Droughts are generally considered a long and slow developing climate hazard. A persistent lack of rainfall dries out soil and vegetation, followed by declining water levels in rivers and lakes. Droughts may build and endure for years over large areas, with snowballing consequences for people and the environment.
Conversely, droughts can arise rapidly, changing conditions from ‘normal’ problematically to dry in a matter of weeks. These so-called ‘flash droughts’ are akin to flash floods in that they appear suddenly with little warning.
Consequently, impacts can be severe because there is little time to prepare for or deal with such a drought before it is too late. These abrupt dry spells could have grave consequences for people in humid regions whose livelihoods depend on rain-fed agriculture. The study found that flash droughts occurred more often than slower ones in tropical places like India, Southeast Asia, sub-Saharan Africa and the Amazon basin.

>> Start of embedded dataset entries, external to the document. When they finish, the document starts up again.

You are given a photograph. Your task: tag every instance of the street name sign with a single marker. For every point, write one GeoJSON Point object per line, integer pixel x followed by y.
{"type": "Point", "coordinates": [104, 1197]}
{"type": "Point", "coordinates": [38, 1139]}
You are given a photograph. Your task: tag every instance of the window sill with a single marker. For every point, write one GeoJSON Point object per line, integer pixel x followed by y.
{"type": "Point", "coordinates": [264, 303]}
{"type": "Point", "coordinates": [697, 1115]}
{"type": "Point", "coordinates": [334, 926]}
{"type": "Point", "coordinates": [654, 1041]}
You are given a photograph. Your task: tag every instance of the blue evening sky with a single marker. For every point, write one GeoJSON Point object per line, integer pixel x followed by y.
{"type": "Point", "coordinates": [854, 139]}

Nanjing University of Information Science and Technology hydrologist and lead author of the study Xing Yuan said, “Even for slow droughts, the onset speed has been increasing.”
The world has probably always experienced rapid-onset droughts, but only in the past decade or two have they become a significant focus of scientific research. New data sources and advances in computer modelling have allowed scientists to home in on the complex physical processes behind them. The study said human-caused climate change is a major reason.